Een goede manier om te bepalen hoe een MongoDB-shellopdracht moet worden gebruikt, is door de opdracht zonder de haakjes in de shell te typen en in plaats van uit te voeren, wordt de broncode voor de opdracht afgedrukt. Dus als je
ShardingTest
bij de opdrachtprompt ziet u alle broncode. Rond regel 30 zie je deze opmerking:
// Allow specifying options like :
// { mongos : [ { noprealloc : "" } ], config : [ { smallfiles : "" } ], shards : { rs : true, d : true } }
die u de juiste syntaxis geeft om configuratieparameters door te geven voor mongo's, configuratie en shards (die van toepassing zijn op de niet-replicaset-mongoden voor alle shards). Dat wil zeggen, in plaats van een nummer op te geven voor shards die u in een object doorgeeft. Verder graven in de code:
else if( isObject( numShards ) ){
tempCount = 0;
for( var i in numShards ) {
otherParams[ i ] = numShards[i];
tempCount++;
}
numShards = tempCount;
Dit neemt een object en gebruikt de subdocumenten binnen het object als optieparameters voor elke shard. Dit leidt tot, met uw voorbeeld:
cluster = new ShardingTest({shards : {d0:{smallfiles:''}, d1:{smallfiles:''}, d2:{smallfiles:''}}})

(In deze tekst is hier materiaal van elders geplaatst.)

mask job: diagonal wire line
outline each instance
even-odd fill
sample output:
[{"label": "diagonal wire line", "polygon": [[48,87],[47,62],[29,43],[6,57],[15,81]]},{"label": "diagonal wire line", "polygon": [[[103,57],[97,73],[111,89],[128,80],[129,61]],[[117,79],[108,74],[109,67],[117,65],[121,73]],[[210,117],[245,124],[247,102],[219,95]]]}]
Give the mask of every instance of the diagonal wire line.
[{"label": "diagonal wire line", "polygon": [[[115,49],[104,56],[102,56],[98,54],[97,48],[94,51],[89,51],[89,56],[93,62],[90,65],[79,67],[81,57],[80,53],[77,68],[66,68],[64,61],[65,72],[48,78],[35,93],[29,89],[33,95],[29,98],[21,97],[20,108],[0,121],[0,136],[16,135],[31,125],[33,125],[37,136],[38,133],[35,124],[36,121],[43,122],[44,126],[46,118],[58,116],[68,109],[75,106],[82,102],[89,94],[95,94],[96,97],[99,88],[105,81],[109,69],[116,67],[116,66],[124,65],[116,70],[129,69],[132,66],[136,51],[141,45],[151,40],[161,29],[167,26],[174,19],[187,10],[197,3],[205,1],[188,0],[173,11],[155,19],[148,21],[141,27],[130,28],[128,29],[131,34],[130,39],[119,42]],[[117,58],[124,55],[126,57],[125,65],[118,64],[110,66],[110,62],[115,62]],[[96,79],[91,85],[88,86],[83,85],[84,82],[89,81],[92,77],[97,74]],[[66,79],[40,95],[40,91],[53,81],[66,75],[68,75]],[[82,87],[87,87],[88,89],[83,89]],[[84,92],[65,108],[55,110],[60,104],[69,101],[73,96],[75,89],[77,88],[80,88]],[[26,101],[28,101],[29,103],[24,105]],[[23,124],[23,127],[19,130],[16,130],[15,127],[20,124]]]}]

waarvan ik uit de uitvoer kan zien dat de scherven beginnen met --smallfiles:
shell: started program mongod --port 30000 --dbpath /data/db/test0 --smallfiles --setParameter enableTestCommands=1
shell: started program mongod --port 30001 --dbpath /data/db/test1 --smallfiles --setParameter enableTestCommands=1
shell: started program mongod --port 30002 --dbpath /data/db/test2 --smallfiles --setParameter enableTestCommands=1
Als alternatief, aangezien je nu de broncode voor je hebt, zou je het javascript kunnen aanpassen om standaard kleine bestanden door te geven.